Exported JSON is truncated

asked 2022-10-12 12:34:36 +0000

~ I am monitoring a websocket connection. The websocket sends messages that I have decrypted and I can see them in wireshark. However, when I export the packets with File > Export Packet Dissections > As JSON (Packet range: displayed), the resulting json file contains truncated messages (although I can see the full message on wireshark).

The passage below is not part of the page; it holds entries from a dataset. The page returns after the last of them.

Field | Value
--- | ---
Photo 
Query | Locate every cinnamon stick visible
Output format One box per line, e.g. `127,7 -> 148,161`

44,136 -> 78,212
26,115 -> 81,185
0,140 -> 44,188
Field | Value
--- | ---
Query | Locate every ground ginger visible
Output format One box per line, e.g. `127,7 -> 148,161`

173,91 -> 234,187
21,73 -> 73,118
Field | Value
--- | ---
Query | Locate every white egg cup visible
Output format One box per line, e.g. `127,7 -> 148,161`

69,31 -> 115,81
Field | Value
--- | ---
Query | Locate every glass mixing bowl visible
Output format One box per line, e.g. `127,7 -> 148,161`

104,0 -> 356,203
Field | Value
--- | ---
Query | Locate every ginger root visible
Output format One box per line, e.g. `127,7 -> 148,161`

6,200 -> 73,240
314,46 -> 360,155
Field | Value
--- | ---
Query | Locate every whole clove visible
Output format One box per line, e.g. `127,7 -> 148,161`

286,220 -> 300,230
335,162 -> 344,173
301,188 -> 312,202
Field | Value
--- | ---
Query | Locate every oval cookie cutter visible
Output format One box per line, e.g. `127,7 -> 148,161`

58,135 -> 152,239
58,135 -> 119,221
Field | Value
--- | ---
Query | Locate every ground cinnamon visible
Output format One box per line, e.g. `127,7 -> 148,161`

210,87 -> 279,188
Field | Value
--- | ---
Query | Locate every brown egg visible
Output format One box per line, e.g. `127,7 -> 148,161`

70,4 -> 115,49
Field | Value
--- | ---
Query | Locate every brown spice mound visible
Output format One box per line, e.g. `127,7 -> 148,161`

An example is the following:

"data-text-lines": { " [truncated]{\"channel\":\"orderbook\",\"market\":\"AMPL/USDT\",\"type\":\"partial\",\"data\":{\"time\":1665560553.4247336,\"checksum\":3356754253,\"bids\":[[1.0967,1.0],[1.0956,39.0],[1.0955,22.0],[1.0933,116.0],[1.0916,26.0],[1.0909,1234.0],[1.0906,36.0],[": "" }

However, if I click on the corresponding packet in Wireshark and look at the Decrypted TLS, right-click on the message and then copy as Printable Text, I get the following complete message

{"channel":"orderbook","market":"AMPL/USD","type":"partial","data":{"time":1665560553.8702948,"checksum":1255188210,"bids":[[1.0996,1.0],[1.0995,39.0],[1.0994,140.0],[1.0962,37.0],[1.0954,905.0],[1.0948,8.0],[1.093,23.0],[1.0929,4.0],[1.091,1517.0],[1.0886,27.0],[1.0871,57.0],[1.0865,35.0],[1.085,2.0],[1.0848,4.0],[1.0843,3753.0],[1.0842,2995.0],[1.0832,54.0],[1.082,8.0],[1.08,10.0],[1.0773,2.0],[1.0767,4.0],[1.0733,688.0],[1.0732,1574.0],[1.0725,4684.0],[1.0703,2.0],[1.07,36.0],[1.0692,8.0],[1.0686,4.0],[1.0673,4617.0],[1.0637,5808.0],[1.0634,2.0],[1.0621,3976.0],[1.0606,3.0],[1.06,13.0],[1.0582,6041.0],[1.0566,2.0],[1.0564,8.0],[1.054,2.0],[1.0525,4.0],[1.0501,82.0],[1.05,13.0],[1.0498,2.0],[1.0474,673.0],[1.0473,7003.0],[1.0444,4.0],[1.0438,7576.0],[1.0435,8.0],[1.043,2.0],[1.0421,5220.0],[1.04,14.0],[1.0398,83.0],[1.0373,7232.0],[1.0363,6.0],[1.0362,5843.0],[1.0355,25.0],[1.0323,1.0],[1.0307,8.0],[1.03,15.0],[1.0296,2.0],[1.0295,84.0],[1.0282,4.0],[1.0272,1.0],[1.023,2.0],[1.0222,1.0],[1.0202,4.0],[1.02,16.0],[1.0194,85.0],[1.0193,673.0],[1.0179,8.0],[1.0171,1.0],[1.0164,2.0],[1.0121,5.0],[1.01,17.0],[1.0098,2.0],[1.007,1.0],[1.0051,8.0],[1.0044,86.0],[1.004,4.0],[1.0033,2.0],[1.002,1.0],[1.0009,25.0],[1.0008,11.0],[1.0,19.0],[0.9994,87.0],[0.9969,1.0],[0.9968,2.0],[0.9959,4.0],[0.9923 ...

(more)
edit retag flag offensive close merge delete

Comments

Export Packet Dissections is dumping the protocol tree - The “Packet Details” Pane
There is a limit of ITEM_LABEL_LENGTH 240 in the tree. If you look at data-text-lines in the Wireshark Packet Details does it display [truncated]?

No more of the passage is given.